A simple scaling normalization for comparing ChIP-Seq samples

Paul Manser; Mark Reimers

doi:10.7287/peerj.preprints.175v2

A simple scaling normalization for comparing ChIP-Seq samples

Paul Manser ^1,2, Mark Reimers^1,2,3

1 Department of Biostatistics, Virginia Commonwealth University, Richmond, VA, USA

2 Virginia Institute for Psychiatric and Behavioral Genetics, Virginia Commonwealth University, Richmond, VA, USA

3 Department of Psychiatry, Virginia Commonwealth University, Richmond, VA, USA

DOI: 10.7287/peerj.preprints.175v2

Published: 2014-04-10
Accepted: 2014-04-10

Subject Areas: Bioinformatics, Genomics, Neuroscience, Statistics
Keywords: ChIP-Seq, K4me3, K27ac, DNase-Seq, normalization, ENCODE

Licence: This is an open access article distributed under the terms of the Creative Commons Attribution License, which permits unrestricted use, distribution, and reproduction in any medium, provided the original author and source are credited.

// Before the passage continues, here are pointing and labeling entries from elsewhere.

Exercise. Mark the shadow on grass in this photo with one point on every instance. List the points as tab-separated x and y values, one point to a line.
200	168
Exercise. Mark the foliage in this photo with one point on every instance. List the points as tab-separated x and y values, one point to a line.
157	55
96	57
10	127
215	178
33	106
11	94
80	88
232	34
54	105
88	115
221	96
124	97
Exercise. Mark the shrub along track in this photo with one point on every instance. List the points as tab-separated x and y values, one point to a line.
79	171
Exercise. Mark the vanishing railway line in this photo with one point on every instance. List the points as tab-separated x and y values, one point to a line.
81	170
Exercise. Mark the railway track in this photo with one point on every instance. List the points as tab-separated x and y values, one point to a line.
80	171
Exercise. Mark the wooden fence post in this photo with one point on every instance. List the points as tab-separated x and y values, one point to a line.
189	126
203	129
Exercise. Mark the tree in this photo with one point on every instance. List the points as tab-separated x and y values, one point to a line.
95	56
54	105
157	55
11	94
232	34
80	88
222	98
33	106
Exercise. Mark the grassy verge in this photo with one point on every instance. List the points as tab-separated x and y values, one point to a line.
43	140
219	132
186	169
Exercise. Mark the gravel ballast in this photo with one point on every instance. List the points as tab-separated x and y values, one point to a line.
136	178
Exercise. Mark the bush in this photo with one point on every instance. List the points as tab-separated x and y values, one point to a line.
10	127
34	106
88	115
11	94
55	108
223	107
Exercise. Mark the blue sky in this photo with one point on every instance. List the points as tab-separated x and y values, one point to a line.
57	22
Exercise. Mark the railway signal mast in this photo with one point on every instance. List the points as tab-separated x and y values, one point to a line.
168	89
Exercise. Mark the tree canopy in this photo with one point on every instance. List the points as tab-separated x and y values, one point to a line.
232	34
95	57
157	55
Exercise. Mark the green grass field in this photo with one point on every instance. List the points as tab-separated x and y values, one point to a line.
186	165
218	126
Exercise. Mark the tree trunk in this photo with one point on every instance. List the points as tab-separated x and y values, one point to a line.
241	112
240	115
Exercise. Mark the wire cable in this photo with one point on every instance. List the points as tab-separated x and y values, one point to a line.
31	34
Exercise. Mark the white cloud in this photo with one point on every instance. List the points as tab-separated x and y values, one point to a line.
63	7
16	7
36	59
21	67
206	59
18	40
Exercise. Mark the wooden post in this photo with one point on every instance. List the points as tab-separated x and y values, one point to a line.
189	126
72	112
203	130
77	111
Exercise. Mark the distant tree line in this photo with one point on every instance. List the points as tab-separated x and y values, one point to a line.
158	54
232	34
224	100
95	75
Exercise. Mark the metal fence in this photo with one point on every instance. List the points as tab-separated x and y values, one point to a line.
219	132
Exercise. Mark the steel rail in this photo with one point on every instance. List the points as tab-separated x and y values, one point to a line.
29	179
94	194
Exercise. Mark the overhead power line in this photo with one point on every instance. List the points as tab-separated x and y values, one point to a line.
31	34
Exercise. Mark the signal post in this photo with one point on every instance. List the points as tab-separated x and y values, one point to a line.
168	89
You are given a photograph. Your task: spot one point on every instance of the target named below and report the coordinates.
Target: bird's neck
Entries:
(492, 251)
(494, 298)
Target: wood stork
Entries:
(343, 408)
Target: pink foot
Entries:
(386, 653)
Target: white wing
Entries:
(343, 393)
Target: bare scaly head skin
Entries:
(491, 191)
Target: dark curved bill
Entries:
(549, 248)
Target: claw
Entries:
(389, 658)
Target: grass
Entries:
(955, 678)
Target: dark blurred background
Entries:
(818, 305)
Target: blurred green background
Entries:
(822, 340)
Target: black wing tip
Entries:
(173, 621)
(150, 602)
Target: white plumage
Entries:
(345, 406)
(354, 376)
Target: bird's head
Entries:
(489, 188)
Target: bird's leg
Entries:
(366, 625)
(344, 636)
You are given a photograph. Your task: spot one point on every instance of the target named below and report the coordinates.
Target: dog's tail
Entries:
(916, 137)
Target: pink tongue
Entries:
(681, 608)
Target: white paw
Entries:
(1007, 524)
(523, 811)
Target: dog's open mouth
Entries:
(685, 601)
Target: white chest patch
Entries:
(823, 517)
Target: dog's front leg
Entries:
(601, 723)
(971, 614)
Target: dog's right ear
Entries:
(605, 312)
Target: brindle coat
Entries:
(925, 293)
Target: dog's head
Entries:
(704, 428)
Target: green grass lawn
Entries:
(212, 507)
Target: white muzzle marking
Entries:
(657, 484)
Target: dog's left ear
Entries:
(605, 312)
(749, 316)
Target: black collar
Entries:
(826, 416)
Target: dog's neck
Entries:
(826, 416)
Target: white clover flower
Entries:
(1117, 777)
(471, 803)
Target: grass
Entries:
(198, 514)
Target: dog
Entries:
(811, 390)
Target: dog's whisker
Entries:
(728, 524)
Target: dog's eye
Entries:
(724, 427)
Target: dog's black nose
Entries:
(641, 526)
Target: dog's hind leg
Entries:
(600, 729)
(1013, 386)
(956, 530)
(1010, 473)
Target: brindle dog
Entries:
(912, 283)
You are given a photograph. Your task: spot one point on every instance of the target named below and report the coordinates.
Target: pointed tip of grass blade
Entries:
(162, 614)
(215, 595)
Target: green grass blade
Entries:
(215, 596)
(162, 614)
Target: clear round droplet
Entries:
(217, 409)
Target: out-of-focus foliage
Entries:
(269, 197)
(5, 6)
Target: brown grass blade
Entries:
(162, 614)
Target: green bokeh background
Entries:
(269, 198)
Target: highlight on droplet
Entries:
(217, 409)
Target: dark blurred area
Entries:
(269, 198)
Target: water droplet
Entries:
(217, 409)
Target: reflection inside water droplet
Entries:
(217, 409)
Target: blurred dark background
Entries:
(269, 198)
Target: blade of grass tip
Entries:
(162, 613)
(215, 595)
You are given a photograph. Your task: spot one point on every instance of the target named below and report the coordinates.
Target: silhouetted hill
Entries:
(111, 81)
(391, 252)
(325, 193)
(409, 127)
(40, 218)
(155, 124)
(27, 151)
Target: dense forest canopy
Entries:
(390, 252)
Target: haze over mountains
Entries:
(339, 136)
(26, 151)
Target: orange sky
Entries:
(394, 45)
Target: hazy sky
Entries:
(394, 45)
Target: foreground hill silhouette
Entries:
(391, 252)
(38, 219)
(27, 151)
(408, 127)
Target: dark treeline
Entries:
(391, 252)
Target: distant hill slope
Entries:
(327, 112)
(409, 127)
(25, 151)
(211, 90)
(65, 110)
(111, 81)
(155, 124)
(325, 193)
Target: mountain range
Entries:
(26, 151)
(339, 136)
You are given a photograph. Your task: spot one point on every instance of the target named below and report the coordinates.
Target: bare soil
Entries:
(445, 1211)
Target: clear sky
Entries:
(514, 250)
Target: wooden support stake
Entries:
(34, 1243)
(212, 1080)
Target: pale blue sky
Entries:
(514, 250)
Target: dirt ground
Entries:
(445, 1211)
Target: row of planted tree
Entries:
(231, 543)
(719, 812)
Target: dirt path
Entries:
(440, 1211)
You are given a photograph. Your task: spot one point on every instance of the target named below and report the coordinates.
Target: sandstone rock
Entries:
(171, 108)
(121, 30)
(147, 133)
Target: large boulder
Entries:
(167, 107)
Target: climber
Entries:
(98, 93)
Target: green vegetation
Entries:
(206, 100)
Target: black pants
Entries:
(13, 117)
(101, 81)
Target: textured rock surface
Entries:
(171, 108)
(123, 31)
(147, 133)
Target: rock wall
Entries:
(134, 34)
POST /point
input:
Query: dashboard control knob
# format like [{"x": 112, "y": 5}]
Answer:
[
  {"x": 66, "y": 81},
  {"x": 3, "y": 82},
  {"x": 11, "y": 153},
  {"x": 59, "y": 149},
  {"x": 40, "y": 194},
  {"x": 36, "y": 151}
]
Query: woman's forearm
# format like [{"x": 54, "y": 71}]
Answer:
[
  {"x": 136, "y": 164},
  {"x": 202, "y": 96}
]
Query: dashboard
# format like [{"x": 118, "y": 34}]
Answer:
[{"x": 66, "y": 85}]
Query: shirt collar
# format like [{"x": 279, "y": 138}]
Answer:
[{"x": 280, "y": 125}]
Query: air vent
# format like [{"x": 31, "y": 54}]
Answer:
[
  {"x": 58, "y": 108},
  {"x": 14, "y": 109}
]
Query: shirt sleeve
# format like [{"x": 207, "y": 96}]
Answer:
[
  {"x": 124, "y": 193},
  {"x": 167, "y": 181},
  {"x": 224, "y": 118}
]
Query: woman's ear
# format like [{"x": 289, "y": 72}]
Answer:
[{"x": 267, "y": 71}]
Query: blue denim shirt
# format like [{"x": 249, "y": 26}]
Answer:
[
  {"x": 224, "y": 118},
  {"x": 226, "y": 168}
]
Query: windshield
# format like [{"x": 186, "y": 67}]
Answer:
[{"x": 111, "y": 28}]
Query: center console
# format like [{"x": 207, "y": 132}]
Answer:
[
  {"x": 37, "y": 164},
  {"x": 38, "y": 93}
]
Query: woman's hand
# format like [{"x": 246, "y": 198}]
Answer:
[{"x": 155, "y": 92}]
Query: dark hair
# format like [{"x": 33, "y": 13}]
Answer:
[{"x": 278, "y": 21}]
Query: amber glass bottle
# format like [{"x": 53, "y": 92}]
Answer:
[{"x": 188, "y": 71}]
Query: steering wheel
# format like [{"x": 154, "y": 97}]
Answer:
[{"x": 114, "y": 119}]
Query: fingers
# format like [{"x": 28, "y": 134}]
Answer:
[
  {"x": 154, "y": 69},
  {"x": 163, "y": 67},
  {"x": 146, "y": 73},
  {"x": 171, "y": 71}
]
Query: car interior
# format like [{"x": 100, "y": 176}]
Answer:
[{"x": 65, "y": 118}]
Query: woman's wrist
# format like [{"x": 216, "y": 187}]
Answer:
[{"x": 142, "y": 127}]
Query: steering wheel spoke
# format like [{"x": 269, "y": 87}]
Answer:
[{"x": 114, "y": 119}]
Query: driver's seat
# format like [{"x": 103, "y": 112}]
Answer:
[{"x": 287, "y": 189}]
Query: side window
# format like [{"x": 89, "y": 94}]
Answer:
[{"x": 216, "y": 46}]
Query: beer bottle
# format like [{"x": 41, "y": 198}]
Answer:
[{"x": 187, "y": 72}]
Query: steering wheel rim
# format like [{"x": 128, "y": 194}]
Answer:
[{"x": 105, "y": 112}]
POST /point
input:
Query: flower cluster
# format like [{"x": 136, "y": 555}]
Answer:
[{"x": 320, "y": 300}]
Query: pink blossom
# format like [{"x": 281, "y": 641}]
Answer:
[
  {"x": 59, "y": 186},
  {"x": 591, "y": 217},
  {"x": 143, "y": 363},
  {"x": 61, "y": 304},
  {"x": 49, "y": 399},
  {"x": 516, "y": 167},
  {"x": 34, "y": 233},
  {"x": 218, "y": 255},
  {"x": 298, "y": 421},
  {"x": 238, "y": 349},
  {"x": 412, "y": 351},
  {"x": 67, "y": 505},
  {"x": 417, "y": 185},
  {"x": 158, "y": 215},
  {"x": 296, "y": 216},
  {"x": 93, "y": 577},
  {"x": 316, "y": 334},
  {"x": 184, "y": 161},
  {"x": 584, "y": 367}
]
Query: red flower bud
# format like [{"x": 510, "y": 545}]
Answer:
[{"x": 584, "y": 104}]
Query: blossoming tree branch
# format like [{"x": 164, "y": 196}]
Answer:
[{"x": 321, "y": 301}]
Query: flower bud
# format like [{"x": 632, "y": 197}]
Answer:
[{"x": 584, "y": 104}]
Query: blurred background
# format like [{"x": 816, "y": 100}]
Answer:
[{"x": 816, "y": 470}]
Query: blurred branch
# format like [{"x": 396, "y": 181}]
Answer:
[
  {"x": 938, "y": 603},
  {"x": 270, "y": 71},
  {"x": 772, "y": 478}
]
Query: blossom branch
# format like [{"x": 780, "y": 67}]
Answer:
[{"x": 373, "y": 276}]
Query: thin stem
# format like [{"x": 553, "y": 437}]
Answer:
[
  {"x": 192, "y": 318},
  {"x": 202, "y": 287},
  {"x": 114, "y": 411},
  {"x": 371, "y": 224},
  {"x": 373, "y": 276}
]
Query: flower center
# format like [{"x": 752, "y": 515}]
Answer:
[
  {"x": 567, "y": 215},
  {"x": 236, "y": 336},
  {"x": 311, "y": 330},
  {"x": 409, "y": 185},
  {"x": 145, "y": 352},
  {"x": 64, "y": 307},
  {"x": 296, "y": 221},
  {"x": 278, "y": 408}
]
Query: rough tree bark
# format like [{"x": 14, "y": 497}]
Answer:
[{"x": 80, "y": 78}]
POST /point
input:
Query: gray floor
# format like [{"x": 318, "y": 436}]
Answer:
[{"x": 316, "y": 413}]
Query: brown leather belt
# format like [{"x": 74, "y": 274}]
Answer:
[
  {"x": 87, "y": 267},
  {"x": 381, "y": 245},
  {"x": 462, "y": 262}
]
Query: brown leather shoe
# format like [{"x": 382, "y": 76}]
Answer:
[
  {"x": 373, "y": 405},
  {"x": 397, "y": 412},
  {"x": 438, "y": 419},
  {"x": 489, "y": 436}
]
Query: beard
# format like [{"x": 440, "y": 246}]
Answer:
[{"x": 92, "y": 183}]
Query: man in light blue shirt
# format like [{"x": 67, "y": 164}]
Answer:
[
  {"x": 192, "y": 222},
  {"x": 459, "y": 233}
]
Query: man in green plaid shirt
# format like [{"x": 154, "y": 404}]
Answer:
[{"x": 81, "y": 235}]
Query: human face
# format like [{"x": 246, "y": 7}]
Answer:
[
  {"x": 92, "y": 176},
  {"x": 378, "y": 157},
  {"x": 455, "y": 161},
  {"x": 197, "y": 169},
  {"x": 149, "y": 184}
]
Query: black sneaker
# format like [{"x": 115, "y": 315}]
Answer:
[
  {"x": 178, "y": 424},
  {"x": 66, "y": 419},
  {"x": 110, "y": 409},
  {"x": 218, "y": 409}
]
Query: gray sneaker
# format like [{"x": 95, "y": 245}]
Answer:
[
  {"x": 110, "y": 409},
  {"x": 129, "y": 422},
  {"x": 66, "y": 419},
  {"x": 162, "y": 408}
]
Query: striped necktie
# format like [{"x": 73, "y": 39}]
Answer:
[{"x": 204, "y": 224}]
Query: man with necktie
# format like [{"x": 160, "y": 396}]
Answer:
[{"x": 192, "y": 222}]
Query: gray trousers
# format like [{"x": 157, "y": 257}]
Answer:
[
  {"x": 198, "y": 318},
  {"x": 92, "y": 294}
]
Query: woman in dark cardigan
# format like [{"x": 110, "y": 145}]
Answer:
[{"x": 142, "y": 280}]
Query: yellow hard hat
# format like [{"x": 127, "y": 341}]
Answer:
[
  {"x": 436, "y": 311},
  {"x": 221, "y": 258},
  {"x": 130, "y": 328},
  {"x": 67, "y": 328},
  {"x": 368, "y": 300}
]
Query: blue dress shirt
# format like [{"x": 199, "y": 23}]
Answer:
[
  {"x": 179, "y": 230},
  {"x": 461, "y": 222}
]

Cite this article: Manser P, Reimers M. 2014. A simple scaling normalization for comparing ChIP-Seq samples. PeerJ PrePrints 2:e175v2 https://doi.org/10.7287/peerj.preprints.175v2

Abstract

In ChIP-Seq and DNase-Seq experiments the density of background reads can vary from sample to sample. Differences in background read densities between samples do not necessarily correspond to proportional changes of read densities in true ChIP-Seq peaks. Therefore, scaling by total library size as a means for normalizing called ChIP-Seq peaks across samples may be ineffective. We suggest a simple easily implemented alternative to scaling by total library size that scales only by the total number of reads mapped to called peaks. We then demonstrate the effectiveness of the modified scaling in K4me3 and K27ac ChIP-Seq data from the BrainSpan project as well as DNase-Seq data from the ENCODE project.